Rest & Recovery: Surviving the Social Marathon
Social gatherings are wonderful, but they can leave your body feeling tired and achy.
Reset for Your Back
If you’ve been sitting on hard chairs or standing for hours, try this:
Lie on your back with knees bent and feet flat.
Place a small pillow or rolled towel under your head.
Focus on diaphragmatic (belly) breathing for 5–10 minutes.

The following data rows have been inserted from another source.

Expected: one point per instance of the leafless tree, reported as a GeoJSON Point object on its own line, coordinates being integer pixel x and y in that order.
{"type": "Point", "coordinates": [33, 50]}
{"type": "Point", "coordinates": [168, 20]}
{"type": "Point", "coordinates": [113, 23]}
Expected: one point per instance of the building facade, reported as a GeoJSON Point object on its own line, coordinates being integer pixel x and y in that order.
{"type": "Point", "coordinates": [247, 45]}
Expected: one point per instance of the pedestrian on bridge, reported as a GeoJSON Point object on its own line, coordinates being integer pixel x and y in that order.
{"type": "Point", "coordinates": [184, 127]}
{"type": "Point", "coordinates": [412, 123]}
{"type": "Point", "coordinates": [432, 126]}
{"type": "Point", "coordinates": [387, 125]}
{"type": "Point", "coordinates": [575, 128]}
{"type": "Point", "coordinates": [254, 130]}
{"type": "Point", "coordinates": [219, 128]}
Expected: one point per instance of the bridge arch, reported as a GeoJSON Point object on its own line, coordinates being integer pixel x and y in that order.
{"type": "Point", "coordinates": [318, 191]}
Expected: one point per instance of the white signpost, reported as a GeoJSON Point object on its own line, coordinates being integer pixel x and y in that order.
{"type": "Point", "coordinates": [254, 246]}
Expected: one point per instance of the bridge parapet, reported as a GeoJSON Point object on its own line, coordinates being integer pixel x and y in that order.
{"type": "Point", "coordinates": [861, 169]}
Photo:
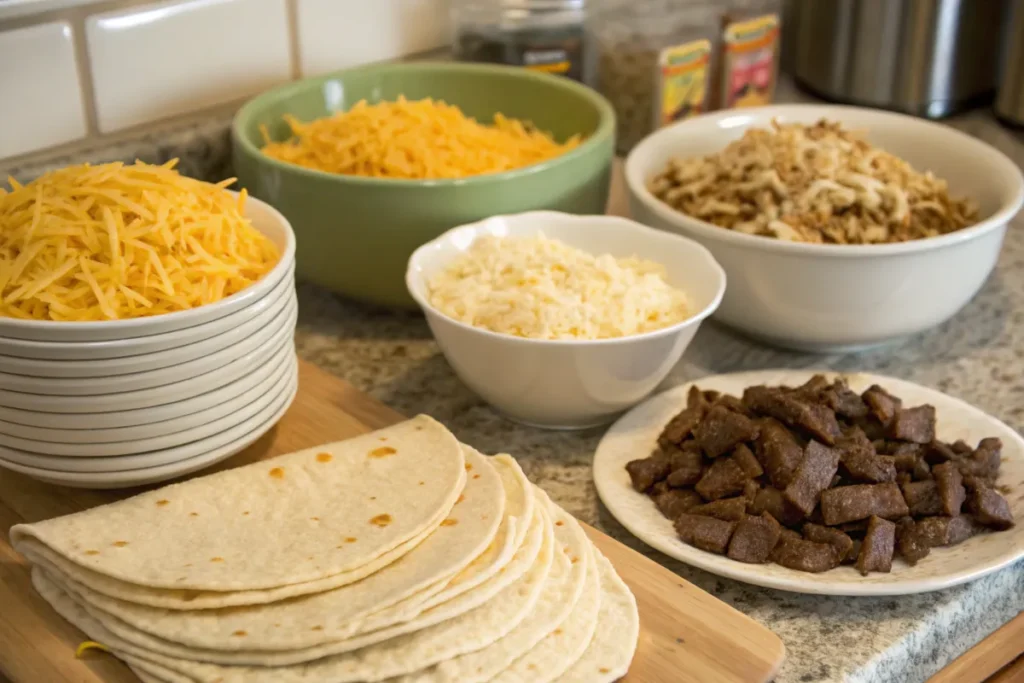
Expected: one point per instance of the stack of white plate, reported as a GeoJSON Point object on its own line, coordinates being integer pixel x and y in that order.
{"type": "Point", "coordinates": [127, 402]}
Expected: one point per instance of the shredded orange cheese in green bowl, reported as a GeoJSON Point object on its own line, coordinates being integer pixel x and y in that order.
{"type": "Point", "coordinates": [116, 241]}
{"type": "Point", "coordinates": [414, 140]}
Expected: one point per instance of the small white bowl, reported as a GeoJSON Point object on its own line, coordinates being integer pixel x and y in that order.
{"type": "Point", "coordinates": [265, 218]}
{"type": "Point", "coordinates": [569, 384]}
{"type": "Point", "coordinates": [269, 335]}
{"type": "Point", "coordinates": [841, 297]}
{"type": "Point", "coordinates": [122, 348]}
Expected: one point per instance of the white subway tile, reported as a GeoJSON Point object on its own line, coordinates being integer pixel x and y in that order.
{"type": "Point", "coordinates": [40, 94]}
{"type": "Point", "coordinates": [336, 34]}
{"type": "Point", "coordinates": [157, 60]}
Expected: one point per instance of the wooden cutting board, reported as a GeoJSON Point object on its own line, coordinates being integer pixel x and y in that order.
{"type": "Point", "coordinates": [687, 636]}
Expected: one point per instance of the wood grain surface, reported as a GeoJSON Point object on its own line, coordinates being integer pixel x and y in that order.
{"type": "Point", "coordinates": [687, 636]}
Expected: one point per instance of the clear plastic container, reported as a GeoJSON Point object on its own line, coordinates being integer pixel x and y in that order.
{"type": "Point", "coordinates": [542, 35]}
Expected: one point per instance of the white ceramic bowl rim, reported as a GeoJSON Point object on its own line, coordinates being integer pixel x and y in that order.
{"type": "Point", "coordinates": [998, 161]}
{"type": "Point", "coordinates": [413, 275]}
{"type": "Point", "coordinates": [236, 301]}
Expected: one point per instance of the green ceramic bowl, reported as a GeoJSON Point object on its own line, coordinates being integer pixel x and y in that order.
{"type": "Point", "coordinates": [355, 235]}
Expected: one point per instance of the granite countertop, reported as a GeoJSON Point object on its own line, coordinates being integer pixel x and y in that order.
{"type": "Point", "coordinates": [977, 356]}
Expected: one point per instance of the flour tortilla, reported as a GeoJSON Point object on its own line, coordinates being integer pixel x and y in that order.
{"type": "Point", "coordinates": [321, 617]}
{"type": "Point", "coordinates": [610, 651]}
{"type": "Point", "coordinates": [571, 570]}
{"type": "Point", "coordinates": [197, 536]}
{"type": "Point", "coordinates": [524, 559]}
{"type": "Point", "coordinates": [468, 632]}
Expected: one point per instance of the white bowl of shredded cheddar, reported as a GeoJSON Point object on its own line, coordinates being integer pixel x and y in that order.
{"type": "Point", "coordinates": [561, 321]}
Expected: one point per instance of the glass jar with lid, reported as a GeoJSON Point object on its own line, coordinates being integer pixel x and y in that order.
{"type": "Point", "coordinates": [542, 35]}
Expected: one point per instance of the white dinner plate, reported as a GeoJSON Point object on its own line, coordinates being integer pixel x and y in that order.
{"type": "Point", "coordinates": [241, 438]}
{"type": "Point", "coordinates": [635, 434]}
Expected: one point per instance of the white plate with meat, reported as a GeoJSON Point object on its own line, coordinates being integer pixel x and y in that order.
{"type": "Point", "coordinates": [860, 475]}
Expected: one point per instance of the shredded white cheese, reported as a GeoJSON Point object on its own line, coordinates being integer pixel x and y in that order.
{"type": "Point", "coordinates": [541, 288]}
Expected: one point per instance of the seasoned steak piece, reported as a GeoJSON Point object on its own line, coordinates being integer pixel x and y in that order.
{"type": "Point", "coordinates": [778, 452]}
{"type": "Point", "coordinates": [946, 530]}
{"type": "Point", "coordinates": [950, 485]}
{"type": "Point", "coordinates": [880, 544]}
{"type": "Point", "coordinates": [861, 501]}
{"type": "Point", "coordinates": [816, 419]}
{"type": "Point", "coordinates": [705, 532]}
{"type": "Point", "coordinates": [990, 509]}
{"type": "Point", "coordinates": [724, 477]}
{"type": "Point", "coordinates": [729, 509]}
{"type": "Point", "coordinates": [685, 465]}
{"type": "Point", "coordinates": [648, 471]}
{"type": "Point", "coordinates": [770, 500]}
{"type": "Point", "coordinates": [805, 555]}
{"type": "Point", "coordinates": [680, 427]}
{"type": "Point", "coordinates": [913, 424]}
{"type": "Point", "coordinates": [754, 539]}
{"type": "Point", "coordinates": [812, 476]}
{"type": "Point", "coordinates": [841, 542]}
{"type": "Point", "coordinates": [882, 403]}
{"type": "Point", "coordinates": [923, 498]}
{"type": "Point", "coordinates": [911, 544]}
{"type": "Point", "coordinates": [722, 430]}
{"type": "Point", "coordinates": [744, 458]}
{"type": "Point", "coordinates": [675, 502]}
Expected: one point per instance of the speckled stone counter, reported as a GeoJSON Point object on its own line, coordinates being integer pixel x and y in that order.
{"type": "Point", "coordinates": [978, 356]}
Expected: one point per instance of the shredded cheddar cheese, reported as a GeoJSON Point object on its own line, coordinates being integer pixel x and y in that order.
{"type": "Point", "coordinates": [413, 139]}
{"type": "Point", "coordinates": [116, 241]}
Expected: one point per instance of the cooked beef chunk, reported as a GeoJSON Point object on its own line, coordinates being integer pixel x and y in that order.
{"type": "Point", "coordinates": [754, 539]}
{"type": "Point", "coordinates": [778, 452]}
{"type": "Point", "coordinates": [912, 545]}
{"type": "Point", "coordinates": [937, 452]}
{"type": "Point", "coordinates": [722, 430]}
{"type": "Point", "coordinates": [805, 555]}
{"type": "Point", "coordinates": [705, 532]}
{"type": "Point", "coordinates": [812, 476]}
{"type": "Point", "coordinates": [681, 426]}
{"type": "Point", "coordinates": [770, 500]}
{"type": "Point", "coordinates": [841, 542]}
{"type": "Point", "coordinates": [923, 498]}
{"type": "Point", "coordinates": [946, 530]}
{"type": "Point", "coordinates": [685, 465]}
{"type": "Point", "coordinates": [723, 478]}
{"type": "Point", "coordinates": [880, 543]}
{"type": "Point", "coordinates": [675, 502]}
{"type": "Point", "coordinates": [950, 485]}
{"type": "Point", "coordinates": [729, 509]}
{"type": "Point", "coordinates": [744, 458]}
{"type": "Point", "coordinates": [861, 501]}
{"type": "Point", "coordinates": [913, 424]}
{"type": "Point", "coordinates": [648, 471]}
{"type": "Point", "coordinates": [990, 509]}
{"type": "Point", "coordinates": [882, 403]}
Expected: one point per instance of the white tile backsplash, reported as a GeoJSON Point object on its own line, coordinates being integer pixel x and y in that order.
{"type": "Point", "coordinates": [40, 93]}
{"type": "Point", "coordinates": [336, 34]}
{"type": "Point", "coordinates": [162, 59]}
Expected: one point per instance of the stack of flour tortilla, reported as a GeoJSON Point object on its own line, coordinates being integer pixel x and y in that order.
{"type": "Point", "coordinates": [397, 556]}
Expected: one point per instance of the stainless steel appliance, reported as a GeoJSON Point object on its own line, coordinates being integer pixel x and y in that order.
{"type": "Point", "coordinates": [929, 57]}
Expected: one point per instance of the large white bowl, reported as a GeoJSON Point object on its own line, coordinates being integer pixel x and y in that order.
{"type": "Point", "coordinates": [840, 297]}
{"type": "Point", "coordinates": [264, 217]}
{"type": "Point", "coordinates": [568, 383]}
{"type": "Point", "coordinates": [266, 335]}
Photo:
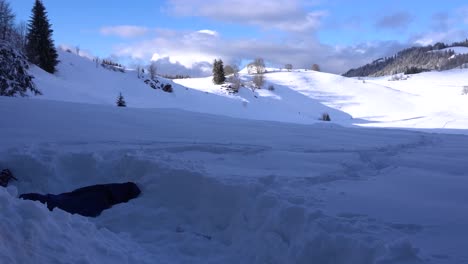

This calms the nervous system and reduces tension in your hip flexors and lower back.
Travel and Posture Tips
Car Rides:
Use a rolled towel or lumbar support to maintain the natural curve of your spine. Every hour, stop to do:
10 standing calf raises
10 standing hip flexor stretches (in a gentle lunge)
Prioritize Sleep (When You Can)
Late nights are part of the season, but aim for at least a few days each week with enough sleep. Good-quality rest supports recovery, boosts your immune system, and helps regulate your mood and stress levels.
Final Thoughts
This season, don’t just survive—thrive. By integrating simple movement, posture awareness, and mindful habits into the things you already enjoy—food, drinks, the beach, and social time—you’ll keep your body feeling strong and your spirit light.
Move often, breathe deeply, and enjoy every celebratory moment.